Ce pays est l’une des économies les plus performantes d’Afrique subsaharienne et la deuxième plus importante de l’UEMOA. Depuis plusieurs années maintenant, l’économie enregistre une croissance soutenue supérieure à 6%. Sa longue histoire de stabilité sociale et politique et son environnement des affaires en constante amélioration en font une destination sûre pour les investissements. 

Actuellement le Sénégal est le pays le plus stable de l’Afrique de l’ouest et à ce titre, l’issue de ces élections aura un impact sur la région. D’abord sur le plan économique, les choix de la politique monétaire du pays sera déterminant au vue des vieillîtes récurrentes de quitter la Zone Franc sous sa forme actuelle comme le préconise la CEDEAO ou sous une forme plus abrupte comme l’envisage les pays de l’Alliance des Etats du Sahel (AES).

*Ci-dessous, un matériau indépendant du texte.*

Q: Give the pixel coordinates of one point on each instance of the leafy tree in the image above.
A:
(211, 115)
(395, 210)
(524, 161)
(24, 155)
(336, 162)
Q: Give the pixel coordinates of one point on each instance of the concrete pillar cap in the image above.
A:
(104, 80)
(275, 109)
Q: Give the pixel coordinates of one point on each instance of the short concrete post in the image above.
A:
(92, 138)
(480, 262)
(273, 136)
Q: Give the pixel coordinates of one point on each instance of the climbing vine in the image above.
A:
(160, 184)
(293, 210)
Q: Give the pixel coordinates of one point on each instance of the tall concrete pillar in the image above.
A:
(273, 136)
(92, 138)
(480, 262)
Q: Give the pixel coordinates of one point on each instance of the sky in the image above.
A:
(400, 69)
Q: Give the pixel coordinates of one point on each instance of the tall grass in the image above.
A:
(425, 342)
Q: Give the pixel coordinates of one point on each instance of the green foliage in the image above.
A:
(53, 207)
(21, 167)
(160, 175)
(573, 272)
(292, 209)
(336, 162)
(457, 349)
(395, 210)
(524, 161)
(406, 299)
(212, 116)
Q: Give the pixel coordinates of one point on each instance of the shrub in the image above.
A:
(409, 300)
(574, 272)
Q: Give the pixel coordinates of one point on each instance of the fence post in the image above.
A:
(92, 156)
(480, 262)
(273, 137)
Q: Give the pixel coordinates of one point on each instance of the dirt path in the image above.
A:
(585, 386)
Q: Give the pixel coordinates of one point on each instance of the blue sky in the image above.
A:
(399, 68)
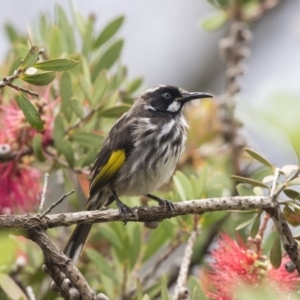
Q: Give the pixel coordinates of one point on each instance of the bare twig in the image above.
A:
(18, 88)
(140, 214)
(43, 196)
(181, 292)
(62, 198)
(58, 264)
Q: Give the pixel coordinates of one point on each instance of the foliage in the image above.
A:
(64, 129)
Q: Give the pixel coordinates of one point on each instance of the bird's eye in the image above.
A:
(167, 95)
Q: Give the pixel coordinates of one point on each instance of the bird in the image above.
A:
(138, 155)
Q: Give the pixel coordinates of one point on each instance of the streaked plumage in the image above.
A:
(139, 154)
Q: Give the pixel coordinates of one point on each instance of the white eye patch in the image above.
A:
(174, 106)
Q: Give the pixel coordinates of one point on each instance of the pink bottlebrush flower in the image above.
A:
(19, 181)
(233, 266)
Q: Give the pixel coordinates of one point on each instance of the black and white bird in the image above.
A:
(139, 154)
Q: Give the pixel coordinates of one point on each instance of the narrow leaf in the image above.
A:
(39, 79)
(66, 92)
(292, 194)
(55, 42)
(58, 133)
(139, 289)
(290, 216)
(108, 58)
(255, 226)
(275, 254)
(31, 114)
(38, 148)
(134, 84)
(109, 31)
(58, 65)
(244, 190)
(249, 181)
(100, 88)
(164, 288)
(77, 107)
(259, 158)
(185, 183)
(31, 58)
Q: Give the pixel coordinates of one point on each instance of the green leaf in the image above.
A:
(11, 288)
(115, 112)
(77, 107)
(58, 65)
(186, 185)
(64, 147)
(244, 190)
(31, 114)
(100, 88)
(55, 42)
(12, 33)
(245, 223)
(67, 30)
(85, 86)
(39, 79)
(134, 85)
(259, 158)
(8, 249)
(87, 43)
(255, 226)
(139, 289)
(31, 58)
(290, 216)
(214, 21)
(108, 58)
(66, 92)
(164, 289)
(292, 194)
(179, 188)
(38, 147)
(275, 254)
(109, 31)
(59, 130)
(88, 158)
(100, 263)
(249, 181)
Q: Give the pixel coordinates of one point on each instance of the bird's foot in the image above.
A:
(160, 201)
(123, 209)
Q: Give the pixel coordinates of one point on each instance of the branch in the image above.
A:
(57, 263)
(140, 214)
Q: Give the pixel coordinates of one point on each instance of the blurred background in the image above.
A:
(165, 44)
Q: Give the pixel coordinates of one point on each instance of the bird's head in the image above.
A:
(168, 99)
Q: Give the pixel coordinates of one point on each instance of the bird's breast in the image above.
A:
(157, 149)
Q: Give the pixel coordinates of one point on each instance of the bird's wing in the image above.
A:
(116, 148)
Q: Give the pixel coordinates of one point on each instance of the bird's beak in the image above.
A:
(191, 96)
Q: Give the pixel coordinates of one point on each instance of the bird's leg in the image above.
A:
(123, 208)
(160, 201)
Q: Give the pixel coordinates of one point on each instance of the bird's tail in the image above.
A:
(77, 240)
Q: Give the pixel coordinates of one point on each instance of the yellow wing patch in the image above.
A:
(113, 165)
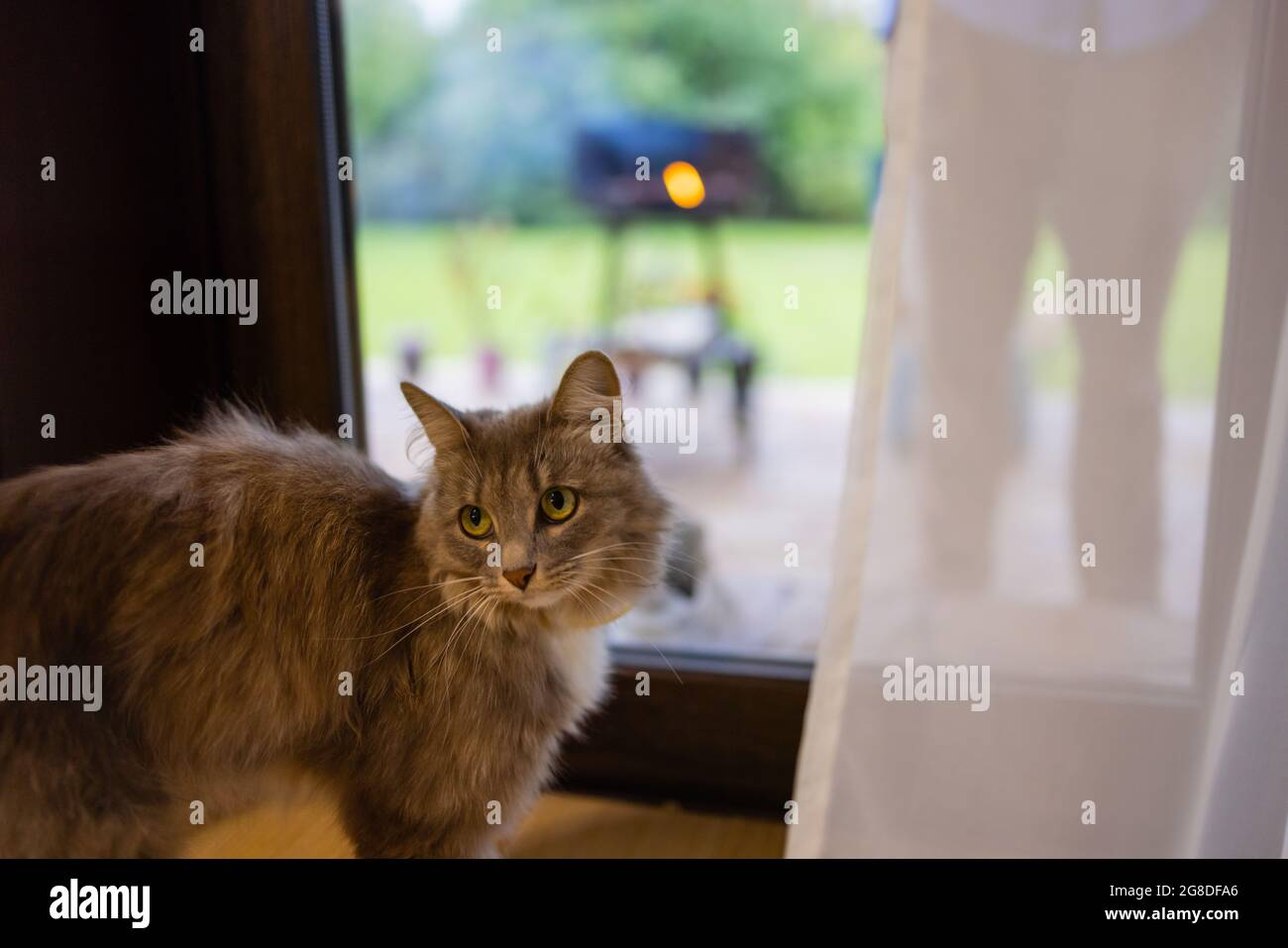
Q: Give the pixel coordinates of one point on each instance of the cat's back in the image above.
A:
(235, 496)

Les relations internationales seront elles aussi au cœur de la future gouvernance du Sénégal. Les récentes ruptures de l’ordre constitutionnel ont remis sur la table la négociation ou la dénonciation des accords de défenses et de sécurité et certains accords liés à l’exploitation des ressources naturelles de plusieurs pays. A quoi s’ajoute l’accroissement du rejet de la France au profit de la Russie ou d’autres partenaires.

Vous l’aurez compris, les enjeux sont cruciaux pour l’espace ouest africains fragilisé ces dernières années. Les deux principaux candidats en course pour la présidentielle, à savoir Amadou Ba et Bassirou Diomaye Faye ( ainsi que leurs mentors)  sont sur ces questions aux antipodes. L’un est le candidat de la continuité et l’autre de la rupture. Rappelons si besoin était que ce choix incombe exclusivement au peuple sénégalais qui au-delà de leur avenir ont aussi entre leurs mains celui d’une région phare du continent africain. Et en cela  c’est une élection sous-haute tension. 

Comme il est coutume de dire en de pareil circonstance, que le meilleur gagne et que la volonté du peuple sénégalais soit faites!